It was eleven eighteen when I started for my car, then hailed a cab on Broadway. I wouldn't have time to play hide and seek with a parking space downtown. I got out my notebook—Thomas-Tutt had room 3 in apartment 2F. Damn, if I was off the case I'd have to give back part of the retainer and I had less than fifty bucks on me. Although Kay had said a minimum of a month. Of course I didn't have to give back a dime, legally, but I wanted to retain Kay's good will. If there was a snafu, why call me to his room? Kay could phone me the deal was off and that would be that. Or did going to his room mean I was still working? Or ...

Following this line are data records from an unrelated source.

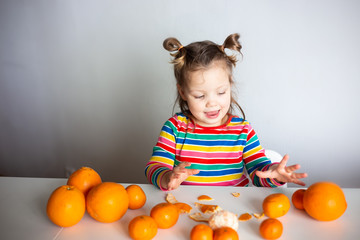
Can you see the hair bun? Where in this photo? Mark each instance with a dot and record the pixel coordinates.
(172, 44)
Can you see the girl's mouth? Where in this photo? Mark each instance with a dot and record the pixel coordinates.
(212, 114)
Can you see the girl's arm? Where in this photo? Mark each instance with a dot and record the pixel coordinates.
(163, 157)
(256, 161)
(282, 173)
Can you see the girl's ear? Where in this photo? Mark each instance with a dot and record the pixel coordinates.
(181, 92)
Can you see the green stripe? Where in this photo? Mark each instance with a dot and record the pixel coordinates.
(224, 136)
(212, 166)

I sat up straight as the cowboy at the wheel cut into the highway on two wheels. This could only mean one thing— Thomas had taken a powder! Sure, Kay had found out— somehow—he'd flown the coop, and I was up the creek. Me and my big detective agency, couldn't even handle a simple shadow job. But hell, she'd told me herself I only had to check on him twice a day until his case was televised. He was taking his girl to the movies a few hours ago, unless he was smarter than he looked. Thomas wasn't getting ready to run. And how would Kay know? Or was she having somebody else check on Thomas too? And on me?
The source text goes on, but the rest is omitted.